All containers in Cloud Pak for Data use Certified Red Hat Universal Base images (UBI) only.

For more information, see Using Red Hat Universal Base Images.

Basic security features on Red Hat OpenShift Container Platform

Security is required for every enterprise, especially for organizations in the government, financial services, and healthcare sectors. OpenShift® container platform provides a set of security features. These features protect sensitive customer data with strong encryption controls and improve the oversight of access control across applications and the platform itself.
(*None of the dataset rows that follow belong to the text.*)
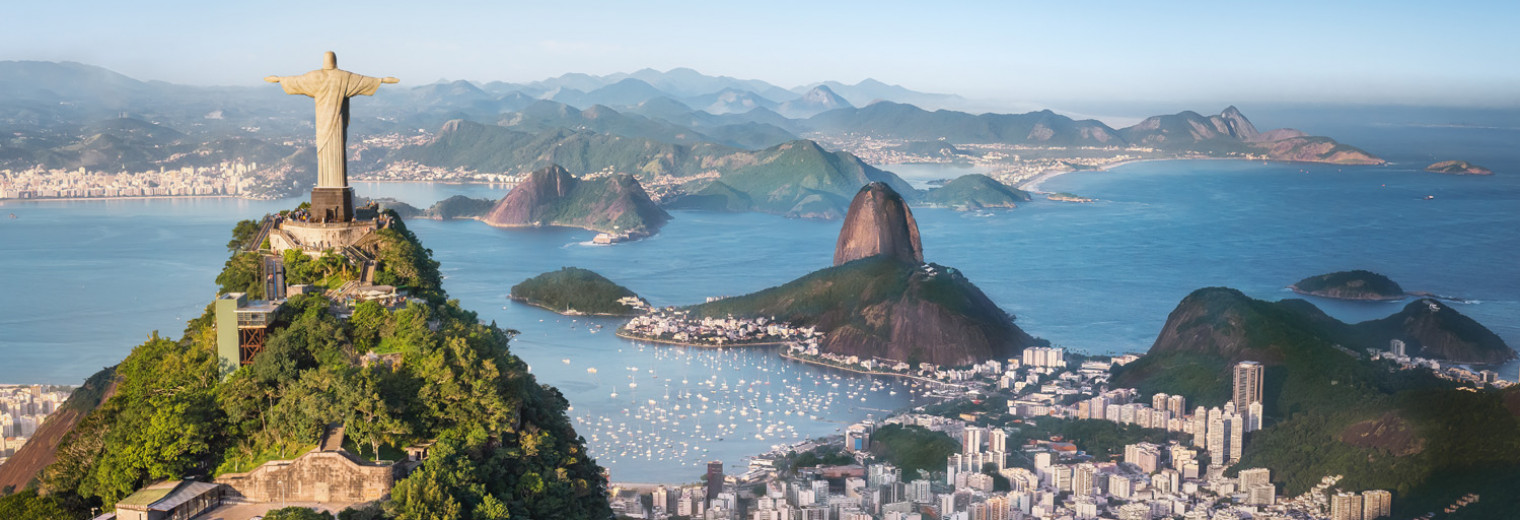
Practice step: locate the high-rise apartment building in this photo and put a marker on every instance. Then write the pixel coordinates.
(1345, 507)
(1376, 504)
(1248, 383)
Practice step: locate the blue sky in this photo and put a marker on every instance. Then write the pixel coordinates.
(1195, 52)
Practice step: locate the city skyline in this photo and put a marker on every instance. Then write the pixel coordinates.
(1011, 53)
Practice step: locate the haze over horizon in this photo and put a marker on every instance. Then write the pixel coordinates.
(1393, 53)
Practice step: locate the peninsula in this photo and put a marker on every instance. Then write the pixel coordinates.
(879, 303)
(1350, 285)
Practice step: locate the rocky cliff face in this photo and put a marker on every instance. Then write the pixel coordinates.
(879, 224)
(940, 318)
(531, 199)
(552, 196)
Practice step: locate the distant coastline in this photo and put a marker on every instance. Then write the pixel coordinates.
(1032, 184)
(125, 198)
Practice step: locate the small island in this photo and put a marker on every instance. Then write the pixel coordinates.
(975, 192)
(575, 291)
(1350, 285)
(1063, 196)
(1458, 168)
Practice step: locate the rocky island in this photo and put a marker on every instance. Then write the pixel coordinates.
(575, 291)
(1063, 196)
(614, 206)
(1458, 168)
(976, 192)
(1350, 285)
(882, 301)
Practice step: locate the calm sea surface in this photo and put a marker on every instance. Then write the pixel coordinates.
(84, 282)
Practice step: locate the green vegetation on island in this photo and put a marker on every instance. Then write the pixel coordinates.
(976, 192)
(1350, 285)
(502, 443)
(575, 291)
(1458, 168)
(1333, 411)
(889, 309)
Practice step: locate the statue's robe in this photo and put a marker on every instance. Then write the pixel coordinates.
(332, 88)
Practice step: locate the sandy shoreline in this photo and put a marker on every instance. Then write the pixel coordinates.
(1032, 186)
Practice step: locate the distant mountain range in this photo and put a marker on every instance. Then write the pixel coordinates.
(728, 143)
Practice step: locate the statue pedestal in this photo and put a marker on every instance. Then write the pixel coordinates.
(330, 204)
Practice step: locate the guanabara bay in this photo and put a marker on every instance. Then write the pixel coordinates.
(827, 262)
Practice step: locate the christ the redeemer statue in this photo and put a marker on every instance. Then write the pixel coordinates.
(332, 199)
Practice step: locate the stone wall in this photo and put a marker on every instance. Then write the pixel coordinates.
(315, 476)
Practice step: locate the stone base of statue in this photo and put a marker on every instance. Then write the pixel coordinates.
(330, 204)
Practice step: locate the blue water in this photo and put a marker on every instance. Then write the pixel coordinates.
(84, 282)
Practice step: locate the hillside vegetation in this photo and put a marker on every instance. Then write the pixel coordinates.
(503, 443)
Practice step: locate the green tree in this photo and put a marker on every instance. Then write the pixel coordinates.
(294, 513)
(371, 418)
(491, 510)
(368, 324)
(242, 272)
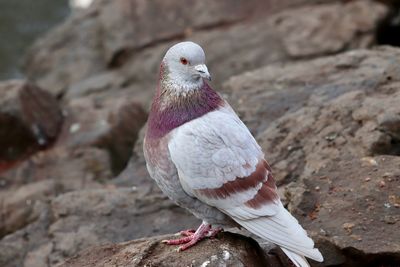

Cloud Pak for Data builds on the security features provided by OpenShift by creating Security Context Constraints (SCC), service accounts, and roles so that Cloud Pak for Data pods and users have the lowest level of privileges to the OpenShift platform that is needed for them. Cloud Pak for Data is also security hardened on the OpenShift platform and is installed in a secure and transparent manner.

For more information, see Basic security features on Red Hat OpenShift Container Platform.

Authentication and authorization

By default, Cloud Pak for Data user records are stored in an internal repository database. The internal repository database enables you to complete the initial setup of Cloud Pak for Data. However, after you set up Cloud Pak for Data, it is recommended that you use an enterprise-grade password management solution, such as SAML SSO or an LDAP provider for password management.

User management

For more information, see the following resources:

• Managing users
• Managing user groups
• Predefined roles and permissions
• Managing roles
• Connecting to your LDAP server
• Configuring single sign on

Authorization

Cloud Pak for Data provides user management capabilities to authorize users. For more information, see Managing users.

Tokens and API keys

You can use tokens and API keys to securely access Cloud Pak for Data instances, services, and APIs.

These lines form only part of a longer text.